Tribunal de commerce de Bourges, le 15 avril 2025, n°2025F01285

Le tribunal de commerce de Bourges, le 15 avril 2025, statue sur une demande de poursuite d’activité en liquidation judiciaire. L’administrateur judiciaire sollicite cette prorogation pour améliorer une offre de reprise partielle. Le tribunal retient l’application de l’article L 641-10 du code de commerce. Il autorise finalement la poursuite exceptionnelle de l’activité jusqu’au 5 novembre 2025.

Le cadre légal de la poursuite d’activité
Le tribunal fonde sa décision sur une condition légale précise et cumulative. Il rappelle que le maintien de l’activité est subordonné à une double hypothèse. « Attendu qu’il résulte des dispositions de l’article L 641-10 du Code de commerce que si la cession totale ou partielle est envisageable ou si l’intérêt public ou celui des créanciers l’exige, le maintien de l’activité peut être autorisé, » (Tribunal de commerce de commerce de Bourges, le 15 avril 2025, n°2025F00238). La jurisprudence confirme cette interprétation stricte du texte. La poursuite d’activité constitue ainsi une mesure exceptionnelle et temporaire. Elle vise à préserver les chances d’une cession dans l’intérêt collectif.

L’appréciation souveraine des circonstances de l’espèce
Les juges du fond vérifient la réunion des conditions légales en l’espèce. Ils relèvent d’abord qu’une cession partielle est envisageable grâce à une offre existante. L’administrateur indique que cette offre permettrait de maintenir certains emplois. Le ministère public requiert la poursuite pour obtenir des informations complémentaires. L’absence d’opposition du mandataire judiciaire renforce cette analyse. Le tribunal estime donc que l’intérêt des créanciers et celui du public sont en jeu. Il use ainsi de son pouvoir d’appréciation pour accorder un délai supplémentaire.

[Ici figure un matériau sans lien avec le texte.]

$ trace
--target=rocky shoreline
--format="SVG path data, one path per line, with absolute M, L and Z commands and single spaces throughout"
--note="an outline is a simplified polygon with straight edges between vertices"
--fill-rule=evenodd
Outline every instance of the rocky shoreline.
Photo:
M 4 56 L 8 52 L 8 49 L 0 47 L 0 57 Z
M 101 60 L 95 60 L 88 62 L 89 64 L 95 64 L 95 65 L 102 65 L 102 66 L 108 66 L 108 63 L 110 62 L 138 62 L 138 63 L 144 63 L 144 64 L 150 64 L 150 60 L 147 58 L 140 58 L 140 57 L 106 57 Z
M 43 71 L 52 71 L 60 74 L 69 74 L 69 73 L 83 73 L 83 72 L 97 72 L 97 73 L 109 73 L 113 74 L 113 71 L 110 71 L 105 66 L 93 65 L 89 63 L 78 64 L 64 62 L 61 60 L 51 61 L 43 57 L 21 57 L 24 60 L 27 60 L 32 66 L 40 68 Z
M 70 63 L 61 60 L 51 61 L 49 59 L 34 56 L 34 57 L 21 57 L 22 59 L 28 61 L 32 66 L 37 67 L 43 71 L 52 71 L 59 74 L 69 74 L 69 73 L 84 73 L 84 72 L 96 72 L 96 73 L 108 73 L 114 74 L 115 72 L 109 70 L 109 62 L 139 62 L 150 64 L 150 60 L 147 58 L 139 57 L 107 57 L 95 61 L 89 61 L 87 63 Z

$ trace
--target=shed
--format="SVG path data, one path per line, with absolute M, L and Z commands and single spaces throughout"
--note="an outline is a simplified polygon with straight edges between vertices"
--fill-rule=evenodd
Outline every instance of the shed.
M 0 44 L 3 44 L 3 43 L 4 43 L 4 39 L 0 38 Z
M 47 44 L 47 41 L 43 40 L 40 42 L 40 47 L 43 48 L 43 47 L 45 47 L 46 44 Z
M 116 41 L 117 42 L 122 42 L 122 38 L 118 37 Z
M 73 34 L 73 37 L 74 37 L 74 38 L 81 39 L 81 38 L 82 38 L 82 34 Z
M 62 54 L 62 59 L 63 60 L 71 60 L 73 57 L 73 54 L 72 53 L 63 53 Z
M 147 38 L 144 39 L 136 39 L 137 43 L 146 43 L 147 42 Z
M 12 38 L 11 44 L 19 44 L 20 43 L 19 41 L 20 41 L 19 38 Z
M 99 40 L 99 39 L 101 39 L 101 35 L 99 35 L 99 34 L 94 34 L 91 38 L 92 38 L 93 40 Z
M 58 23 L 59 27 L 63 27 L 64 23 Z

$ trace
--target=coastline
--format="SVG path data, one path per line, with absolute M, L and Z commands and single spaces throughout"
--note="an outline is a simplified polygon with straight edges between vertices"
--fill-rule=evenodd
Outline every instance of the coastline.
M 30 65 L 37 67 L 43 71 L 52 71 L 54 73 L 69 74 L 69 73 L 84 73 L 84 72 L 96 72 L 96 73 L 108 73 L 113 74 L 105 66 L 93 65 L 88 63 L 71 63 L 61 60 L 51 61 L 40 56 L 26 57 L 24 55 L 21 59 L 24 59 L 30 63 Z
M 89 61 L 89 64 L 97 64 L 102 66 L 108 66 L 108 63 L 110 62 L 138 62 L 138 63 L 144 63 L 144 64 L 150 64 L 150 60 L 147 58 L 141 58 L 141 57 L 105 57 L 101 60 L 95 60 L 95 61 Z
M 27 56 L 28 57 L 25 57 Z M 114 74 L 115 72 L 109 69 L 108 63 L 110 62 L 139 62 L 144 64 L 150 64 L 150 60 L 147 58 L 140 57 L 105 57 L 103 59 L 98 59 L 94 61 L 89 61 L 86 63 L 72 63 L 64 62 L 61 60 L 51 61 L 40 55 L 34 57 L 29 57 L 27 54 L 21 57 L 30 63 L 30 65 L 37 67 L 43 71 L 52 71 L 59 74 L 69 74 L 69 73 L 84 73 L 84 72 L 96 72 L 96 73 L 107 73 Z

La finalité économique de la mesure
La décision s’inscrit dans l’objectif premier de la procédure collective. Le maintien temporaire de l’activité sert exclusivement à préparer une cession. Il permet au candidat repreneur d’affiner son projet économique et social. La jurisprudence rappelle que la cession doit assurer le maintien durable de l’emploi. Elle doit aussi permettre le paiement des créanciers et offrir des garanties d’exécution. « retient l’offre qui permet dans les meilleures conditions d’assurer le plus durablement l’emploi attaché à l’ensemble cédé, le paiement des créanciers et qui présente les meilleures garanties d’exécution » (Tribunal de commerce de commerce de Vienne, le 27 mai 2025, n°2025F00676). Le tribunal organise donc une nouvelle audience pour statuer sur les offres.

La portée procédurale du jugement
L’ordonnancement de la procédure future démontre le caractère préparatoire de la décision. Le tribunal fixe une audience spécifique pour examiner les offres de reprise améliorées. Il convoque toutes les parties essentielles à cette future décision. Cela inclut le débiteur, les représentants des salariés et les organes de la procédure. La publicité immédiate du jugement assure la transparence nécessaire. Ce calendrier strict encadre la période de poursuite d’activité. Il évite ainsi tout prolongement indéfini contraire à l’esprit de la liquidation.

Source : Cour de cassation – Base Open Data « Judilibre » & « Légifrance ».